In recent years, the role drone aircraft have played in America’s military strategy has continued to expand as technology has improved to allow the U.S. military to leverage more of the advantages allowed by autonomous aircraft in a combat zone. Long loiter capabilities, in particular, have proven invaluable to reconnaissance and even offensive operations, but until recently, these benefits have been enjoyed primarily in the sky. The ACTUV aims to change that.
The ship is not only capable of conducting long duration operations without any crew on board whatsoever, the crew cabin needed to control the vessel from the ship is actually removable. It’s been undergoing an array of increasingly complex tests over the past year, and reports indicate that the ACTUV performed so well, DARPA (Defense Advanced Research Projects Agency) actually re-classified the vessel as a reliable platform for a variety of operations. However, one remains this ghost ship’s primary function: to stalk submarines.
“This is an inflection point,” Deputy U.S. Defense Secretary Robert Work said. “This is the first time we’ve ever had a totally robotic, trans-oceanic-capable ship.”
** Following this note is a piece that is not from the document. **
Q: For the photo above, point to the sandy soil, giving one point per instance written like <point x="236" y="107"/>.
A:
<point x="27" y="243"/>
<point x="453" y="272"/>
Currently, the ACTUV is not equipped with any weapon systems and would have to rely on manned vessels or even armed drone aircraft to engage enemy ships, but where the drone ship proves its mettle is on long duration sub-hunting missions.
“We’re not working on anti-submarine (technology) just because we think it’s cool. We’re working on it because we’re deeply concerned about the advancements that China and Russia are making in this space,” said Peter Singer, an expert on robotic warfare at the New America Foundation think tank.
Even traditional diesel submarines can remain submerged for weeks on end – far longer than any aircraft could loiter above (helicopters are traditionally used as sub spotters) and often, longer than any crewed ship can afford to wait around for the submarine to surface. The ACTUV, however, can stay on a sub’s tail for months if it has to. Of course, should the Navy ever decide to arm these vessels, their combat applications will only continue to grow.
It’s likely that theses vessels will eventually be operated in mini-fleets, with a single manned vessel in the area coordinating a number of ACTUV ships as they patrol or search for encroaching submarines. In that sense, the drone ship will serve as an autonomous force multiplier that may be crucial against an opponent like Russia or China. Russia, for instance, recently completed development of the most powerful nuclear weapon fielded by any nation’s military in a half century – which relies on a drone submarine delivery method, rather than a traditional ICBM.
If the ACTUV Sea Hunter proves reliable, it’s likely that the U.S. Navy will begin adopting more autonomous vessels, allowing the fleet to grow without increases to some of the most expensive assets the Navy currently maintains: its Sailors.